Tutorial

PHP-FPM tuning guide — optimal worker settings for production

The Reflex Team9 min14 May 2026

Every PHP application running on nginx talks to the world through PHP-FPM. And yet most production servers run the default pm.max_children = 5 from the package maintainer, or worse, a number copied from a Stack Overflow answer for a completely different workload.

This guide gives you the arithmetic, the mental model, and the monitoring checks to tune PHP-FPM properly — once, based on evidence, instead of guessing until the OOM killer makes the decision for you.

The fundamental constraint

PHP-FPM spawns child processes. Each child handles one request at a time. Each child consumes memory — real, resident, non-shared memory that the kernel accounts for individually.

The constraint is simple:

pm.max_children × average_worker_rss ≤ memory_available_for_fpm

If the left side exceeds the right side, the OOM killer arrives. Every tuning decision flows from this equation.

Measuring worker memory

Do not guess. Measure:

ps -C php-fpm8.3 -o pid,rss --no-headers | awk '{sum+=$2; count++} END {print "Average RSS:", sum/count/1024, "MB"; print "Workers:", count}'

Run this under realistic load — not during a quiet Tuesday morning. Peak traffic is what matters because that is when all workers are active simultaneously.

For a typical Laravel application with Eloquent, queue listeners, and a few packages: 40-80 MB per worker is common. Heavy applications with image processing, PDF generation, or large dataset operations can reach 150-250 MB per worker.

The memory budget

Total server RAM is not your budget.
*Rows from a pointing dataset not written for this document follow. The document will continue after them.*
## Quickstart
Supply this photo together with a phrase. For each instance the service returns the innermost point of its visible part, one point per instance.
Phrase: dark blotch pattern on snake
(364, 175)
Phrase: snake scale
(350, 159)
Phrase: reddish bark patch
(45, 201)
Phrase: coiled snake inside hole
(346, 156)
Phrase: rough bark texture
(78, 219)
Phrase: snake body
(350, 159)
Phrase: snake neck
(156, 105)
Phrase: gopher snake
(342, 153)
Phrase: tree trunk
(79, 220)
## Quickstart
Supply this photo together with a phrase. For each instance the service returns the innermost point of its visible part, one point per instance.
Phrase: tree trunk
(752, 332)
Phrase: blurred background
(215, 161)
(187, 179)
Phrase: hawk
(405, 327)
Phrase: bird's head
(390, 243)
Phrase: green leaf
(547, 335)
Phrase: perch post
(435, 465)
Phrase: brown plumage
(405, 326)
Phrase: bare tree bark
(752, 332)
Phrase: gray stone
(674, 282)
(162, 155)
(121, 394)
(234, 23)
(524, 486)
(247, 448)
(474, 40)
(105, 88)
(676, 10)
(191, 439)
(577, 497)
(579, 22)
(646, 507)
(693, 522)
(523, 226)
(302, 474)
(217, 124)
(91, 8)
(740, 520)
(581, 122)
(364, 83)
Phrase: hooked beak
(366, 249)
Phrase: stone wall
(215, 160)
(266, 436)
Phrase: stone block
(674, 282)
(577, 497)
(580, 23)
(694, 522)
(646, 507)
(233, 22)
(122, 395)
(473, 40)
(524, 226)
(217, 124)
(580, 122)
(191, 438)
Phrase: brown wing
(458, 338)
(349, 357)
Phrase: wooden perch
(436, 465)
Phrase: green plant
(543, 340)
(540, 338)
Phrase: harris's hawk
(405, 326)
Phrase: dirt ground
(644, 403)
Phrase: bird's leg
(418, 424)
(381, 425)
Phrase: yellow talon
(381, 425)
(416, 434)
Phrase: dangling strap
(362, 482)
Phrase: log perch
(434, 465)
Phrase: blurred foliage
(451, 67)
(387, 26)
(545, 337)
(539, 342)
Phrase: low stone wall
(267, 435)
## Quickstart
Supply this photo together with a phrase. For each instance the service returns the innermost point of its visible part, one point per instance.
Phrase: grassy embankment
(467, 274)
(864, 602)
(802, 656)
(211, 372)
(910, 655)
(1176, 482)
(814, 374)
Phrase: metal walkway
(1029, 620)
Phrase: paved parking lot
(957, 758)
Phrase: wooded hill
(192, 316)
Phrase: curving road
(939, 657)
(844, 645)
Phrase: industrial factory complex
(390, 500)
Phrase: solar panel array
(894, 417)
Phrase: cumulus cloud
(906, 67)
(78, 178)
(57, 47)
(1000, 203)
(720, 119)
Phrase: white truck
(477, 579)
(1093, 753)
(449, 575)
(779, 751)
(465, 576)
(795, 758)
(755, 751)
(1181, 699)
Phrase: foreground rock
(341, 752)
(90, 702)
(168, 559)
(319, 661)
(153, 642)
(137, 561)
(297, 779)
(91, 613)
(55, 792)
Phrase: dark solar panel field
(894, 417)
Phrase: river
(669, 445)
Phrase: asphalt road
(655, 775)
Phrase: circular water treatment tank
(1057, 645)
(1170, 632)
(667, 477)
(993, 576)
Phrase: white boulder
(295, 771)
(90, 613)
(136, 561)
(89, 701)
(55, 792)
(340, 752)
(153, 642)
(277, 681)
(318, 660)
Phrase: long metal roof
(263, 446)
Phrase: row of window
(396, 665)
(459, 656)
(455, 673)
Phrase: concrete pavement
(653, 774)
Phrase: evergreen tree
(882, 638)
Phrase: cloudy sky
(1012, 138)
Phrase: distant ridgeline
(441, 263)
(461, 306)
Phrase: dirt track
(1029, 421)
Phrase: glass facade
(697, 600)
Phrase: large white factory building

Subtract everything else first:

Total RAM:                    4096 MB
- Operating system + kernel:  - 400 MB
- MySQL/PostgreSQL:           - 800 MB
- Redis:                      - 256 MB
- nginx:                      - 50 MB
- reflexd + other agents:     - 100 MB
- Safety buffer (15%):        - 615 MB
= Available for PHP-FPM:      1875 MB

Now apply the formula. If your average worker RSS is 60 MB:

max_children = 1875 / 60 ≈ 31

Round down, not up. Set pm.max_children = 30 and leave headroom for the worst-case request that allocates more than average.

Dynamic vs static vs on-demand

PHP-FPM offers three process management modes:

pm = static — spawns max_children workers at startup, keeps them alive permanently.

Best for: dedicated servers with predictable traffic. No spawn latency on traffic spikes. Memory usage is constant and predictable — the arithmetic above applies exactly.

pm = dynamic — starts with pm.start_servers, scales between pm.min_spare_servers and pm.max_spare_servers, up to pm.max_children.

Best for: servers with variable traffic where idle workers waste memory. The trade-off is spawn latency during sudden spikes — new workers take milliseconds to fork, which can cause brief upstream timeouts under burst load.

Sensible defaults for a 4 GB server:

pm = dynamic
pm.max_children = 30
pm.start_servers = 8
pm.min_spare_servers = 4
pm.max_spare_servers = 12

pm = ondemand — no workers at idle, spawns on demand, kills after pm.process_idle_timeout.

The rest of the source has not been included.